Demolition of the Holy Trinity Lithuanian Church on East South Street was originally scheduled to begin Monday.

The snowy weather on Monday and then wind conditions on Tuesday delayed the start of demolition of this church that closed in 2010.

As demolition finally got underway, some people in the community came to say goodbye.

Piece by piece, brick by brick, crews are beginning demolition on the Holy Trinity Lithuanian Church on East South Street in Wilkes-Barre

"It's not like you see on TV with an exploding implosion. It's not like that, just machine work," said Jason Klush, a member of Stell Enterprises demolition crew.

The Diocese of Scranton closed the church in 2010 as part of a consolidation.

The crews are expected to spend the first week just taking down smaller structures on the church like its crosses, angels, and even the church steps.

wb church II

"You can see the steeples; we are going to work that by hands and saws. Then when we get to the brick, we'll have hammers, just hand and air hammers, and we'll bust some of the brick down," Klush said.

The demolition crew members say it will take three to four weeks to level this church that has been around for more than a century. But people who are standing by to watch say it's about more than just seeing bricks and mortar torn down.

"I went to school that was here for eight years and I belonged to the church, and I got married in the church," said Irene McKenna.

McKenna is visiting from Florida, but grew up in the area and went to church at Holy Trinity. She says she has many memories there.

"My ancestors were here, my grandfather and my grandmother, and they were part of building the church. And my mom, she cleaned the church for over 40 years. She was the last person to lock the doors when they closed the church."

Crews took down some of the crosses and decorative statues carefully. There's no word on whether those pieces may be reused at other churches.

The Diocese of Scranton says it plans to sell the property once the church is demolished.

5 comments

  • Stanley Sova

    Was born and raised in this area some 60 + years ago, Holy Trinity Church has been a landmark in Wilkes Barre for as long as I can remember, then we get some young whipper snapper that says “Every time a steeple falls the world gets one step closer to normalcy”, well when all these churches were being used and Wilkes Barre had 110,000 people in it, we had 5 police officers and 2 reserves, now that all the churches are going away, we have 100+ police officers, close to 22 murders a year, and people who accept crime like it is normal. Just keep ignoring God, it is showing by the type of people we now have in Wilkes Barre, and the population 42,000 decreasing. This town needs churches very badly.

  • gerbilhunter

    If you don’t pay the rate of homage the Diocese demands, they close down and destroy your house of worship. Then they blame finances, this coming from the richest religion in the world. At least they were until they started paying child sex abuse lawsuits.
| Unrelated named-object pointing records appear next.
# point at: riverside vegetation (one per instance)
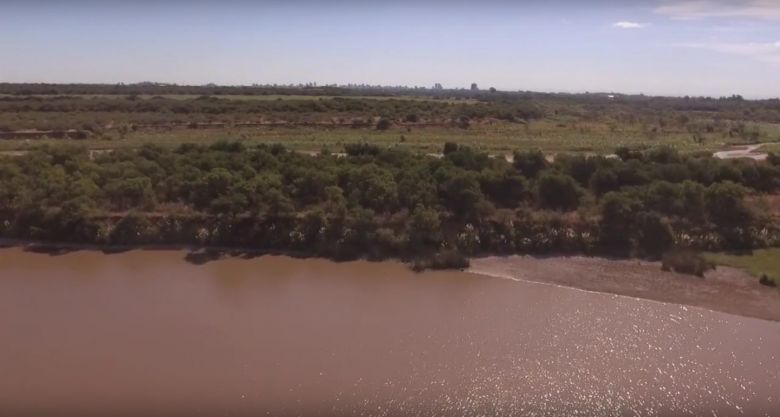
(378, 202)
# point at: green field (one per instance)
(757, 263)
(263, 97)
(497, 138)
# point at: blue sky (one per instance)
(668, 47)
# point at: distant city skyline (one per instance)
(655, 47)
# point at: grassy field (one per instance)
(759, 262)
(496, 138)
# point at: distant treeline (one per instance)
(380, 203)
(76, 106)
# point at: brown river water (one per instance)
(146, 333)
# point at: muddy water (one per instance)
(146, 333)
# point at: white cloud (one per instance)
(629, 25)
(761, 51)
(701, 9)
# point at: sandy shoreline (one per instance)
(726, 289)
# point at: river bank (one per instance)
(724, 289)
(273, 335)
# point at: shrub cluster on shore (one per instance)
(379, 203)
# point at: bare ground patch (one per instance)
(726, 289)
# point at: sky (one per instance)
(657, 47)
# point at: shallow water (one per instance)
(146, 333)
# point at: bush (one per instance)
(444, 259)
(383, 124)
(765, 280)
(685, 262)
(558, 192)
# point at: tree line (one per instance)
(389, 202)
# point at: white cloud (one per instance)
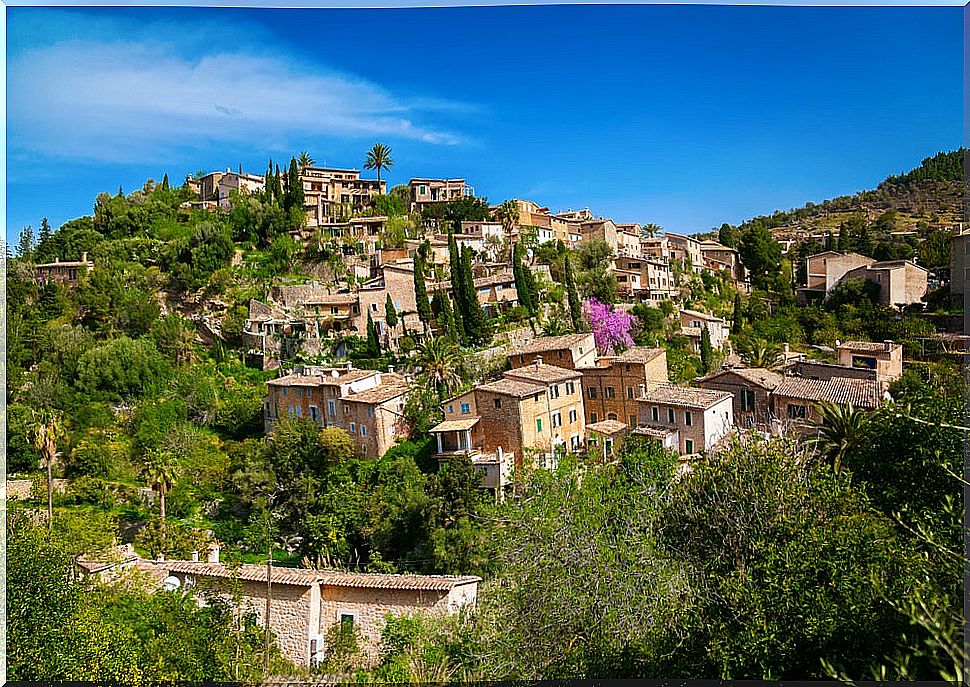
(123, 101)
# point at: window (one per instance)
(747, 400)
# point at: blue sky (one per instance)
(684, 116)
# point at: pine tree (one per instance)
(421, 290)
(25, 246)
(736, 320)
(390, 312)
(707, 351)
(575, 310)
(373, 341)
(457, 289)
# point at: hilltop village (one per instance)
(356, 402)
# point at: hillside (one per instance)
(924, 199)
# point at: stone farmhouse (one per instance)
(751, 389)
(522, 417)
(571, 351)
(425, 192)
(65, 273)
(611, 385)
(690, 420)
(691, 323)
(367, 403)
(305, 604)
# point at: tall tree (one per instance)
(476, 323)
(421, 289)
(575, 308)
(457, 288)
(379, 157)
(373, 341)
(305, 160)
(45, 430)
(736, 321)
(390, 312)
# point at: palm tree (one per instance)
(45, 430)
(440, 360)
(305, 160)
(761, 354)
(161, 470)
(508, 215)
(379, 157)
(840, 429)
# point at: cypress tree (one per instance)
(421, 290)
(521, 286)
(373, 341)
(457, 289)
(575, 311)
(390, 312)
(736, 320)
(707, 351)
(476, 324)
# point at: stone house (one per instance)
(794, 400)
(306, 604)
(368, 404)
(332, 195)
(692, 321)
(612, 384)
(571, 351)
(65, 273)
(685, 248)
(717, 256)
(751, 389)
(700, 417)
(564, 227)
(531, 410)
(900, 282)
(885, 358)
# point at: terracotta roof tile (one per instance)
(862, 393)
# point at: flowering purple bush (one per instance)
(611, 328)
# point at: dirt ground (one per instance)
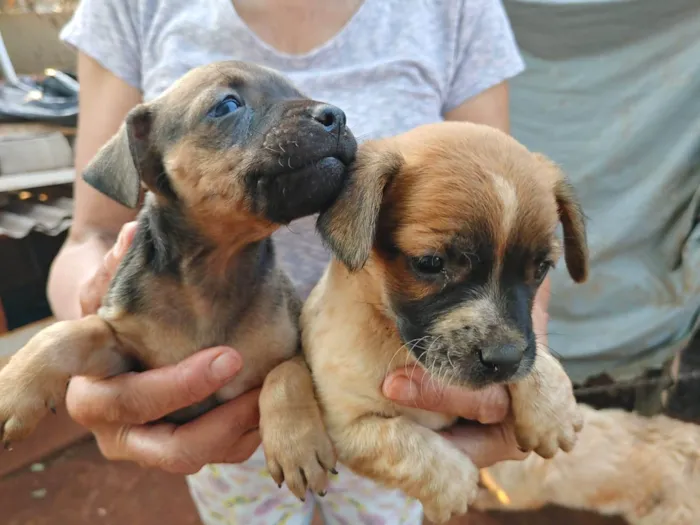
(78, 487)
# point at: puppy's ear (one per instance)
(348, 226)
(126, 160)
(573, 223)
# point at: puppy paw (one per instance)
(21, 408)
(547, 416)
(298, 451)
(451, 492)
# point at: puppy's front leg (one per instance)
(294, 438)
(399, 453)
(547, 416)
(36, 377)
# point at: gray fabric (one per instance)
(391, 68)
(623, 119)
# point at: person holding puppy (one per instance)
(390, 69)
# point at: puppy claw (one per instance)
(304, 465)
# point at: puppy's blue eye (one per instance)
(225, 107)
(429, 264)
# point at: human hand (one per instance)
(490, 440)
(119, 410)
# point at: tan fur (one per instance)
(646, 470)
(428, 184)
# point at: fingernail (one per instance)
(400, 389)
(226, 365)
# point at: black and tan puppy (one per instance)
(441, 237)
(228, 154)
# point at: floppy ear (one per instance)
(126, 160)
(573, 223)
(348, 226)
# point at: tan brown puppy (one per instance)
(441, 239)
(645, 469)
(228, 154)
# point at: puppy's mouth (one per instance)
(304, 186)
(464, 366)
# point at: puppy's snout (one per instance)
(502, 360)
(330, 117)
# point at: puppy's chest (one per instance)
(350, 354)
(264, 333)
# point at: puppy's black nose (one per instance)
(330, 117)
(502, 360)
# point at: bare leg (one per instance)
(36, 378)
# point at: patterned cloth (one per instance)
(246, 494)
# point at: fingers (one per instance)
(486, 445)
(93, 290)
(227, 434)
(415, 388)
(141, 398)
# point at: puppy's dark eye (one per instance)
(428, 264)
(541, 270)
(226, 106)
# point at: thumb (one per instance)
(416, 388)
(135, 399)
(486, 445)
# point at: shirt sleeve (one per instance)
(485, 51)
(108, 31)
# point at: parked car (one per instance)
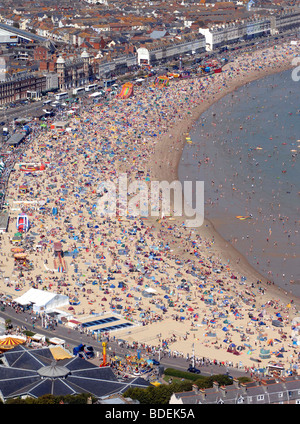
(193, 370)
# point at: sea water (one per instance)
(246, 149)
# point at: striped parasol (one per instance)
(9, 342)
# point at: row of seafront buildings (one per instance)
(279, 390)
(222, 34)
(66, 73)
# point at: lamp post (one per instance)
(193, 360)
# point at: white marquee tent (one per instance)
(42, 300)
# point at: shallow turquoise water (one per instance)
(245, 149)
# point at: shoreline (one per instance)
(125, 133)
(208, 229)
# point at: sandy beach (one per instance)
(207, 298)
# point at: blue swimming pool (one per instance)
(114, 327)
(99, 322)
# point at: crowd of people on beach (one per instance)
(108, 262)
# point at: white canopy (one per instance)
(150, 290)
(42, 300)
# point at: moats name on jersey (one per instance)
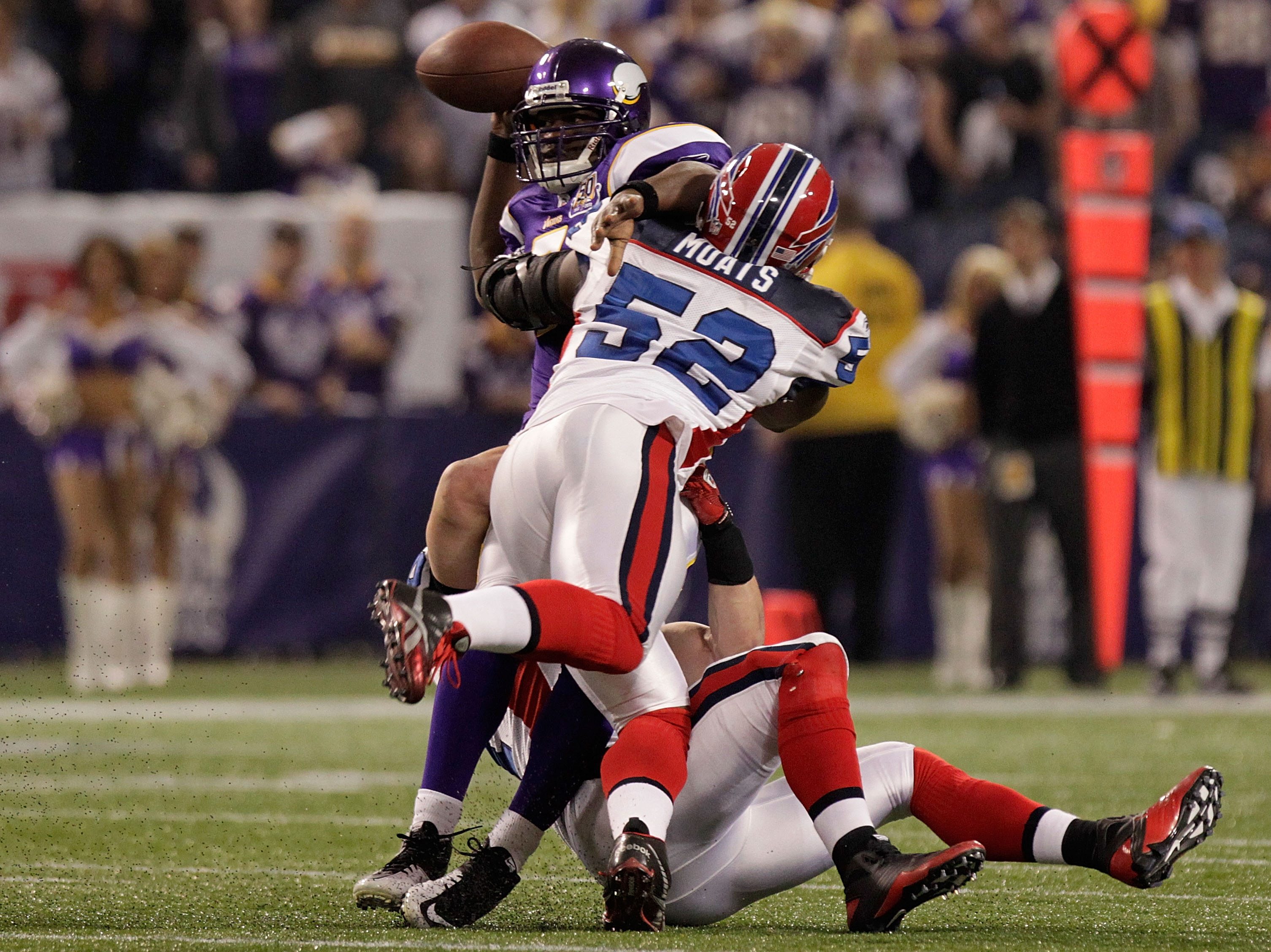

    • My Dog Is Smarter Than You

      I can’t disagree with you. However, there is hypocrisy on both sides. Many of these churches are mostly empty week after week, month after month, year after year. Then the “parishioners” come out of the hand-carved woodwork and cry foul when the Diocese announces the closing. My parish is standing room only every week and we’ll never be closed. If you don’t want your church closed then show up more than Christmas and Easter. You might actually get something out of it. My family and my parish community does.

      • Bea

        Totally agree. Few people go to Church these days, but want to look at the Church as they drive by. Churches are made to attend. They are not decorations under a Christmas tree. Don’t go and they go bye-bye.